Steel fibre reinforced concrete has been successfully used in several types of construction due to the fact that steel fibres adding improves the durability and mechanical properties of hardened concrete, namely the flexural strength, toughness, impact strength, resistance to fatigue, vulnerability to cracking and spalling . However, it is also known that the addition of steel fibres reduces the workability of normal fresh concrete.
The applicability of steel fibres in self-compacting concrete (SCC) has been investigated and has proven to be feasible [2–5]. The inclusion of fibres into the SCC mix design was studied under different concepts. Some examples can be mentioned: the concept of perturbation volume on the compressible packing model due to the fibres addition ; the concept of equivalent specific surface diameter applied to the fibres and used to optimize the solid skeleton  and the concept of maximum fibre factor that is related to risk of fiber reinforced concrete blocking through an equivalent bar spacing .

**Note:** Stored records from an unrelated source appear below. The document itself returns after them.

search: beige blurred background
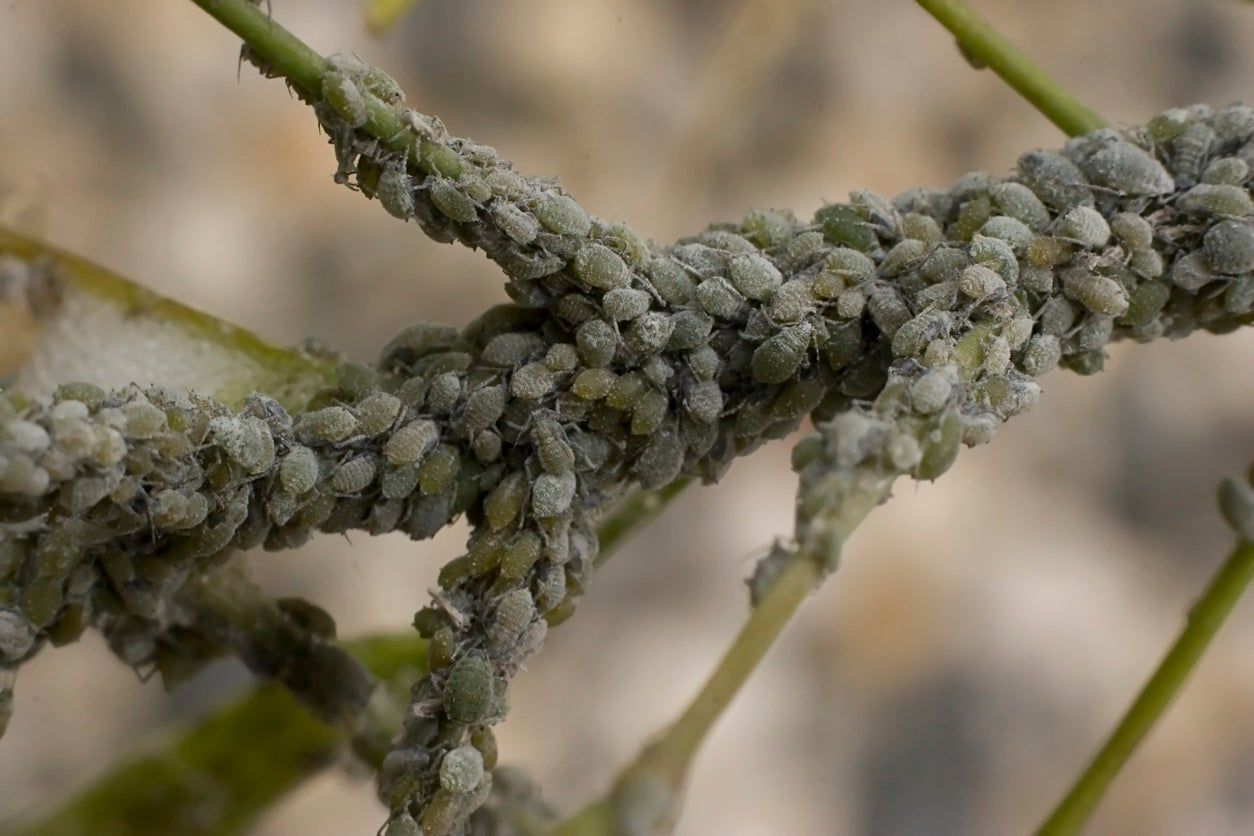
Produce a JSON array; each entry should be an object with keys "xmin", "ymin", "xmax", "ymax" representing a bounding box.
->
[{"xmin": 2, "ymin": 1, "xmax": 1254, "ymax": 834}]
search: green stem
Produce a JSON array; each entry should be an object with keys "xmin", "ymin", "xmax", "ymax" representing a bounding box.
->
[
  {"xmin": 554, "ymin": 478, "xmax": 891, "ymax": 835},
  {"xmin": 7, "ymin": 633, "xmax": 427, "ymax": 836},
  {"xmin": 189, "ymin": 0, "xmax": 411, "ymax": 155},
  {"xmin": 595, "ymin": 479, "xmax": 693, "ymax": 567},
  {"xmin": 914, "ymin": 0, "xmax": 1106, "ymax": 137},
  {"xmin": 1037, "ymin": 540, "xmax": 1254, "ymax": 835}
]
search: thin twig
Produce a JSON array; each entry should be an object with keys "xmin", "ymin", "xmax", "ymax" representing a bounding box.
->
[
  {"xmin": 914, "ymin": 0, "xmax": 1106, "ymax": 136},
  {"xmin": 1037, "ymin": 540, "xmax": 1254, "ymax": 835},
  {"xmin": 554, "ymin": 477, "xmax": 892, "ymax": 835}
]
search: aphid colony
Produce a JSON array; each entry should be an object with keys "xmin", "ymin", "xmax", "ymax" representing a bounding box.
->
[{"xmin": 2, "ymin": 81, "xmax": 1251, "ymax": 835}]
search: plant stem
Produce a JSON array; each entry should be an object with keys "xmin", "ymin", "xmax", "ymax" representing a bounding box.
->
[
  {"xmin": 1037, "ymin": 540, "xmax": 1254, "ymax": 835},
  {"xmin": 914, "ymin": 0, "xmax": 1106, "ymax": 137},
  {"xmin": 189, "ymin": 0, "xmax": 411, "ymax": 155},
  {"xmin": 8, "ymin": 633, "xmax": 427, "ymax": 836},
  {"xmin": 554, "ymin": 477, "xmax": 891, "ymax": 835},
  {"xmin": 595, "ymin": 479, "xmax": 693, "ymax": 567}
]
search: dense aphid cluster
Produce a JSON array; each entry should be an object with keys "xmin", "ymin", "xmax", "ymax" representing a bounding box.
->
[{"xmin": 3, "ymin": 80, "xmax": 1252, "ymax": 834}]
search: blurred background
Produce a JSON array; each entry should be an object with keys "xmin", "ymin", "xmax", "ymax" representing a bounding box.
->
[{"xmin": 1, "ymin": 1, "xmax": 1253, "ymax": 833}]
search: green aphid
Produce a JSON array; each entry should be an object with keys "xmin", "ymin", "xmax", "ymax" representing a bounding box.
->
[
  {"xmin": 463, "ymin": 385, "xmax": 507, "ymax": 431},
  {"xmin": 443, "ymin": 655, "xmax": 495, "ymax": 725},
  {"xmin": 532, "ymin": 191, "xmax": 591, "ymax": 236},
  {"xmin": 573, "ymin": 242, "xmax": 631, "ymax": 290},
  {"xmin": 484, "ymin": 472, "xmax": 527, "ymax": 530},
  {"xmin": 751, "ymin": 323, "xmax": 811, "ymax": 385},
  {"xmin": 418, "ymin": 444, "xmax": 461, "ymax": 496},
  {"xmin": 917, "ymin": 411, "xmax": 964, "ymax": 480},
  {"xmin": 429, "ymin": 179, "xmax": 479, "ymax": 223}
]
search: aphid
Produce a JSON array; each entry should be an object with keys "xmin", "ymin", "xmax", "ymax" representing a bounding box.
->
[
  {"xmin": 355, "ymin": 393, "xmax": 403, "ymax": 437},
  {"xmin": 1037, "ymin": 295, "xmax": 1078, "ymax": 336},
  {"xmin": 878, "ymin": 239, "xmax": 931, "ymax": 277},
  {"xmin": 471, "ymin": 430, "xmax": 502, "ymax": 464},
  {"xmin": 532, "ymin": 191, "xmax": 591, "ymax": 236},
  {"xmin": 892, "ymin": 311, "xmax": 951, "ymax": 359},
  {"xmin": 1081, "ymin": 141, "xmax": 1175, "ymax": 195},
  {"xmin": 488, "ymin": 200, "xmax": 540, "ymax": 245},
  {"xmin": 684, "ymin": 380, "xmax": 724, "ymax": 424},
  {"xmin": 824, "ymin": 247, "xmax": 878, "ymax": 286},
  {"xmin": 1225, "ymin": 275, "xmax": 1254, "ymax": 315},
  {"xmin": 1055, "ymin": 206, "xmax": 1112, "ymax": 250},
  {"xmin": 418, "ymin": 444, "xmax": 461, "ymax": 496},
  {"xmin": 958, "ymin": 264, "xmax": 1005, "ymax": 301},
  {"xmin": 664, "ymin": 310, "xmax": 713, "ymax": 352},
  {"xmin": 1021, "ymin": 334, "xmax": 1062, "ymax": 377},
  {"xmin": 1061, "ymin": 269, "xmax": 1129, "ymax": 317},
  {"xmin": 1003, "ymin": 316, "xmax": 1035, "ymax": 350},
  {"xmin": 1177, "ymin": 184, "xmax": 1253, "ymax": 218},
  {"xmin": 984, "ymin": 335, "xmax": 1012, "ymax": 376},
  {"xmin": 442, "ymin": 655, "xmax": 495, "ymax": 725},
  {"xmin": 462, "ymin": 386, "xmax": 507, "ymax": 432},
  {"xmin": 120, "ymin": 401, "xmax": 167, "ymax": 440},
  {"xmin": 1203, "ymin": 219, "xmax": 1254, "ymax": 274},
  {"xmin": 3, "ymin": 420, "xmax": 50, "ymax": 455},
  {"xmin": 545, "ymin": 343, "xmax": 580, "ymax": 373},
  {"xmin": 575, "ymin": 319, "xmax": 619, "ymax": 368},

Other studies concerning the steel fibre reinforced self compacting concrete (SFRSCC) behaviour attested that the self compactability is remarkably sensitive to the fibre type and fibre contents . In turn, the fibre content and fibre type are mainly defined by the high flowability and segregation resistance of fresh mixtures . The improvement of SCC workability is possible by the use of supplementary cementitious or inert materials, such as fly ash, which can increase the viscosity and reduce the cost of SCC . The type and content of fibres are identified by the product of fibres volume
(Vf) and fibre aspect ratio (L/D), so called fibre factor (Vf L/D). Higher the fibre factor, harder it will be to attain self-compactable characteristics. Thus, the fibre factor limit would be dependent on the composition and proportion of the SCC matrix.